Their efforts don’t come low cost, nevertheless. An ordinary pair of Momotaro Denims retails for round 30,000 yen ($200) whereas a silk-blend pair prices 60,000 yen.
The model’s costliest providing, woven by hand on a wood machine transformed from a luxurious kimono loom, has a price ticket of over 200,000 yen.
Following within the footsteps of in style high-end Japanese denim manufacturers comparable to Osaka-based Evisu and Sugar Cane in Tokyo, curiosity in Japan Blue is rising amongst abroad buyers.
They now account for 40 p.c of retail gross sales, and the corporate lately opened its sixth Kyoto retailer concentrating on deep-pocketed vacationers.
‘Area of interest’ popularity
Denim-making flourished from the Nineteen Sixties in Kojima, which has an extended historical past of cotton-growing and textile-making.
Within the Edo interval, the city produced woven cords for samurai to bind sword handles. It then switched to producing split-toe “tabi” socks and, later, faculty uniforms.
Now denim from Kojima is utilized by worldwide luxurious style manufacturers.
The marketplace for Japanese denims “has grown within the final 10 to fifteen years”, mentioned Michael Pendlebury, a tailor working a restore store in Britain referred to as The Denim Physician.
Though revered by denim aficionados in Western nations, they continue to be “not fairly inexpensive for many” with one thing of a “area of interest” popularity, Pendlebury mentioned.

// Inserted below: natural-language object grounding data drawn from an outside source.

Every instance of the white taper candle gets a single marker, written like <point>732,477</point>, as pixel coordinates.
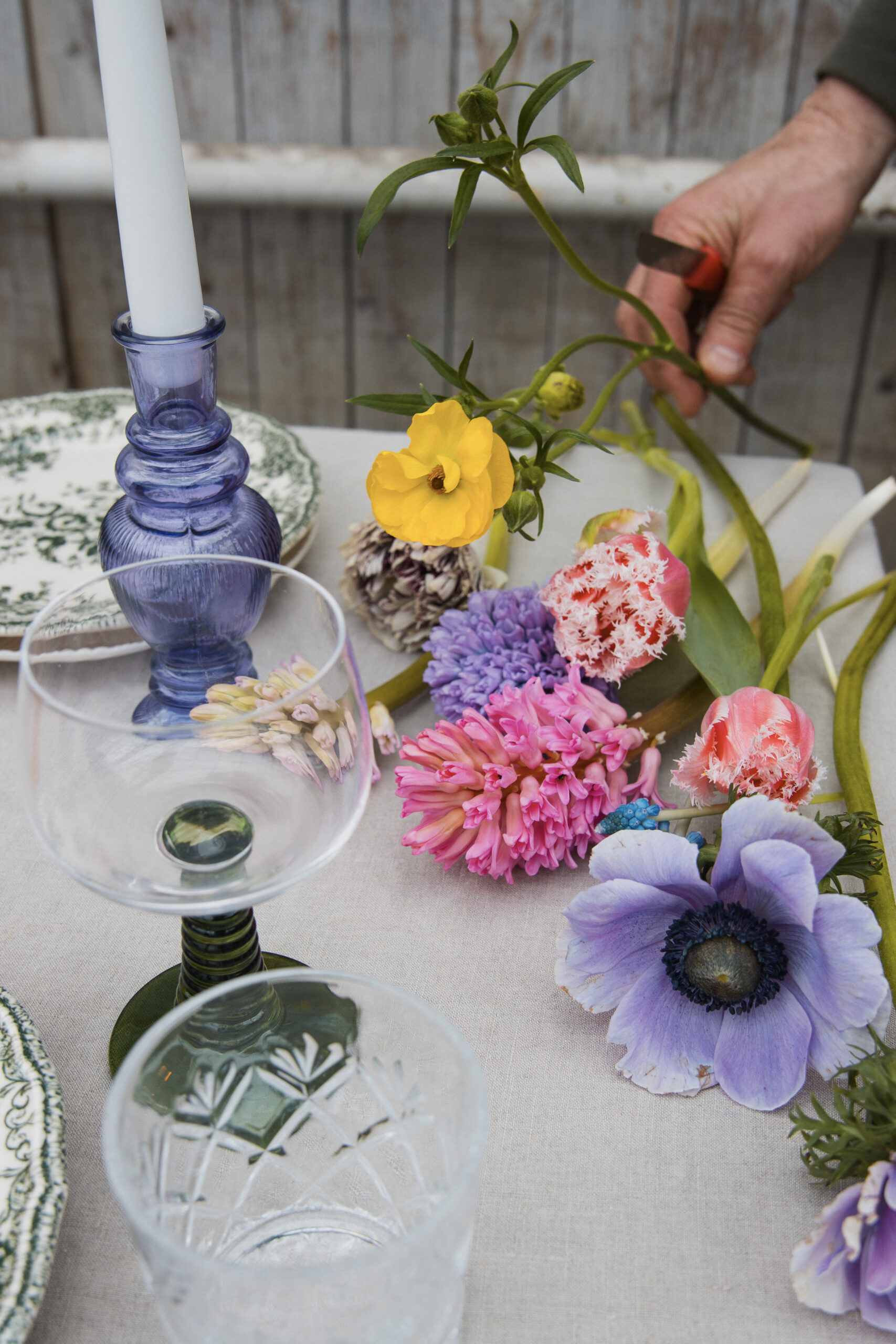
<point>155,225</point>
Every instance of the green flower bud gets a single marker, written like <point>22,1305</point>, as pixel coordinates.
<point>561,393</point>
<point>520,510</point>
<point>532,478</point>
<point>455,130</point>
<point>479,105</point>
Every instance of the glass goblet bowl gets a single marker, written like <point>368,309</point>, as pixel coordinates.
<point>246,786</point>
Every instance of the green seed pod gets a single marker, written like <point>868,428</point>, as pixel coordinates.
<point>455,130</point>
<point>479,105</point>
<point>520,510</point>
<point>561,393</point>
<point>532,478</point>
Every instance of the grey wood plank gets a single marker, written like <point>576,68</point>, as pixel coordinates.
<point>399,291</point>
<point>300,315</point>
<point>823,23</point>
<point>292,70</point>
<point>873,441</point>
<point>806,361</point>
<point>33,350</point>
<point>734,76</point>
<point>623,104</point>
<point>501,300</point>
<point>400,61</point>
<point>292,75</point>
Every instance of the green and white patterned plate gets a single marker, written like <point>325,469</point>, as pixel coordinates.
<point>33,1170</point>
<point>57,481</point>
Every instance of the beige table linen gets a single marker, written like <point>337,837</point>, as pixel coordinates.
<point>606,1214</point>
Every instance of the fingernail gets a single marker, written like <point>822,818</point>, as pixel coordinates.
<point>722,361</point>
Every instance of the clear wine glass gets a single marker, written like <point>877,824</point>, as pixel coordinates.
<point>239,791</point>
<point>316,1182</point>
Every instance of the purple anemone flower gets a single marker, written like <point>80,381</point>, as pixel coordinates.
<point>739,982</point>
<point>849,1260</point>
<point>504,636</point>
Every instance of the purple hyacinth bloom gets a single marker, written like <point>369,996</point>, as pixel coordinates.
<point>741,982</point>
<point>504,636</point>
<point>849,1260</point>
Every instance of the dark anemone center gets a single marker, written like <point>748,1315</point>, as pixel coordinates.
<point>724,958</point>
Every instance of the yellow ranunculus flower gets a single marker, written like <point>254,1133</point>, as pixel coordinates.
<point>444,488</point>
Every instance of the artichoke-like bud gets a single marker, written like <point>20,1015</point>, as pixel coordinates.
<point>520,510</point>
<point>561,393</point>
<point>400,589</point>
<point>455,130</point>
<point>479,105</point>
<point>532,478</point>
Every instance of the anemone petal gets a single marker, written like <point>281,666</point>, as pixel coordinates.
<point>758,817</point>
<point>669,1041</point>
<point>761,1055</point>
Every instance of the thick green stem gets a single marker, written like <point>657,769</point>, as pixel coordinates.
<point>853,772</point>
<point>400,689</point>
<point>847,601</point>
<point>772,600</point>
<point>793,636</point>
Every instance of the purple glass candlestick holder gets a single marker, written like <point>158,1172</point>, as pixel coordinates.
<point>183,475</point>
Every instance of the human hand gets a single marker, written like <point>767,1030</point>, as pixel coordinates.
<point>774,215</point>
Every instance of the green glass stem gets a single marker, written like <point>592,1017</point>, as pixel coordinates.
<point>217,948</point>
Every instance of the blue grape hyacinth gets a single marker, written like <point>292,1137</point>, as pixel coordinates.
<point>504,636</point>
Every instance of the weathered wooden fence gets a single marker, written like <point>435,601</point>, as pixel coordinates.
<point>308,326</point>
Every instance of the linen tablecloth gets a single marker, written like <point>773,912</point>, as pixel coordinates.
<point>606,1214</point>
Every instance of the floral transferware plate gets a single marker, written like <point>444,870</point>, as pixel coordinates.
<point>33,1170</point>
<point>57,481</point>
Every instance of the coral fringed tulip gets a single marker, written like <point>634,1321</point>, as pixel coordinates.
<point>849,1260</point>
<point>445,487</point>
<point>524,786</point>
<point>757,742</point>
<point>618,605</point>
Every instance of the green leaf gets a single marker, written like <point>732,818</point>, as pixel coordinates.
<point>562,151</point>
<point>492,76</point>
<point>383,195</point>
<point>479,150</point>
<point>462,201</point>
<point>718,636</point>
<point>558,471</point>
<point>394,404</point>
<point>465,363</point>
<point>549,89</point>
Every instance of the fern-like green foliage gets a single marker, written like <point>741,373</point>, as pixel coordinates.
<point>863,1131</point>
<point>864,857</point>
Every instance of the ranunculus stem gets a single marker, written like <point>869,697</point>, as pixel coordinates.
<point>793,637</point>
<point>499,545</point>
<point>767,579</point>
<point>852,769</point>
<point>400,689</point>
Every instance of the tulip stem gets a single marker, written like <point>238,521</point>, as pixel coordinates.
<point>400,689</point>
<point>767,579</point>
<point>852,768</point>
<point>794,632</point>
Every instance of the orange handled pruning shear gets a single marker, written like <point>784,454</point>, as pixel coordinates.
<point>702,269</point>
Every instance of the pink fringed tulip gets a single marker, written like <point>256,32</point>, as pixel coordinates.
<point>524,786</point>
<point>754,741</point>
<point>618,605</point>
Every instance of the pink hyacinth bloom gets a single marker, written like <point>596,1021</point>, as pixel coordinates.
<point>523,788</point>
<point>757,741</point>
<point>618,605</point>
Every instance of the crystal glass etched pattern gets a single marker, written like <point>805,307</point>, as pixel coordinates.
<point>313,1183</point>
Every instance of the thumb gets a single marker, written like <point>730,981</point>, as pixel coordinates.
<point>753,293</point>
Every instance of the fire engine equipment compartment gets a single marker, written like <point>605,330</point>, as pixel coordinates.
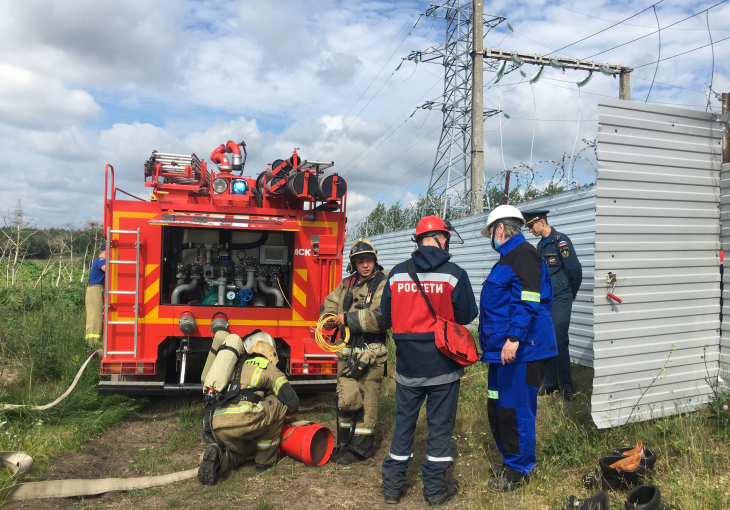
<point>225,267</point>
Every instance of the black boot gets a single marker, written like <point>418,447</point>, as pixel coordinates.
<point>507,481</point>
<point>452,489</point>
<point>546,391</point>
<point>348,456</point>
<point>600,501</point>
<point>497,469</point>
<point>392,499</point>
<point>645,497</point>
<point>568,394</point>
<point>212,465</point>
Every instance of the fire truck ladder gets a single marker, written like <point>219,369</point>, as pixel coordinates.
<point>134,292</point>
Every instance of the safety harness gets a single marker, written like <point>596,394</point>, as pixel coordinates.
<point>231,395</point>
<point>359,340</point>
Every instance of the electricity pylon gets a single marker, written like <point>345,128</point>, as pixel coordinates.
<point>451,173</point>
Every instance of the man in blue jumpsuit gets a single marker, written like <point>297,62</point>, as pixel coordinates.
<point>95,299</point>
<point>566,275</point>
<point>517,339</point>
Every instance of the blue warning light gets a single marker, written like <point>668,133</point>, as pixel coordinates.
<point>238,187</point>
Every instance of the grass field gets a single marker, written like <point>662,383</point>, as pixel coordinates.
<point>42,347</point>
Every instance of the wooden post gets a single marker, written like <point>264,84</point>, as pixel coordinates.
<point>725,134</point>
<point>624,90</point>
<point>477,108</point>
<point>506,189</point>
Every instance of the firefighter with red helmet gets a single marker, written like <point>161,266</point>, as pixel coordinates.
<point>422,370</point>
<point>247,418</point>
<point>355,304</point>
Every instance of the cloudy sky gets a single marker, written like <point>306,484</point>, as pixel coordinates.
<point>89,82</point>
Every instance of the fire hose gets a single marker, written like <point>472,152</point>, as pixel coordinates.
<point>321,337</point>
<point>20,463</point>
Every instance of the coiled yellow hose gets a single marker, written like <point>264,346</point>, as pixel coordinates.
<point>321,337</point>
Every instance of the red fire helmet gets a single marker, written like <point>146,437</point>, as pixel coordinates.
<point>436,224</point>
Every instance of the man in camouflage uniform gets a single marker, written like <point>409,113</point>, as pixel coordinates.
<point>361,364</point>
<point>264,401</point>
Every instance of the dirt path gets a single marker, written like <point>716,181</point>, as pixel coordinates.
<point>166,440</point>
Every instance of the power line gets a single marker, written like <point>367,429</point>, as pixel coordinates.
<point>364,91</point>
<point>629,24</point>
<point>659,57</point>
<point>402,153</point>
<point>607,28</point>
<point>348,168</point>
<point>652,33</point>
<point>667,84</point>
<point>712,78</point>
<point>393,182</point>
<point>683,53</point>
<point>363,79</point>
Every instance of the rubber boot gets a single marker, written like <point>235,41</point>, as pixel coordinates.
<point>212,465</point>
<point>645,497</point>
<point>452,489</point>
<point>546,391</point>
<point>507,481</point>
<point>497,469</point>
<point>606,477</point>
<point>600,501</point>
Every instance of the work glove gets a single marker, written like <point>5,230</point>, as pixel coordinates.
<point>290,415</point>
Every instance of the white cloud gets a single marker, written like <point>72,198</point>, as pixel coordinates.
<point>87,83</point>
<point>30,100</point>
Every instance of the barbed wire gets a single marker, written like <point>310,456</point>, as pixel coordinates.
<point>545,177</point>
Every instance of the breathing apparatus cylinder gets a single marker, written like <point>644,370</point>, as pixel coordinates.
<point>222,367</point>
<point>218,339</point>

“Mass-produced denim manufacturers like Levis, Diesel and Wrangler are the most important, and extra worn, however the highest high quality continues to be Japanese for my part,” he mentioned, including that the weak yen and a tourism increase might increase gross sales of made-in-Japan denims.
Momotaro Denims is known as after a folklore hero in Okayama, the place Kojima is positioned. It’s a part of the broader denim-producing Sanbi space, which additionally consists of Hiroshima.
One other issue that makes manufacturers like Momotaro Denims idiosyncratic — and costly — is the usage of very noisy previous shuttle-weaving machines, which have solely 1 / 4 of the output of the newest manufacturing unit looms.
They typically break down, however the one individuals who know the way to restore the machines are of their 70s or older, in line with Shigeru Uchida, a weaving craftsman at Momotaro.
The model makes use of a handful of shuttle looms made within the Eighties by an organization owned by Toyota.
“There are just a few of them in Japan now” as a result of they’re now not made, the 78-year-old Uchida mentioned, strolling forwards and backwards between the machines to detect uncommon sounds that would sign a breakdown.
Regardless of the complexities, he says their material makes it price it.
“The feel could be very clean to the contact… and when made into denims, it lasts fairly a very long time,” Uchida mentioned.
Suzuki says Momotaro Denims is a “sustainable” selection as a result of “irrespective of once you carry it to us, we’ll take duty for fixing it”.
“When folks spend a whole lot of time of their denims, the trail of their life is left on the garments,” relying on how they put on or wash them and even the place they reside, Suzuki mentioned.
“We wish to protect such a mark so long as doable.”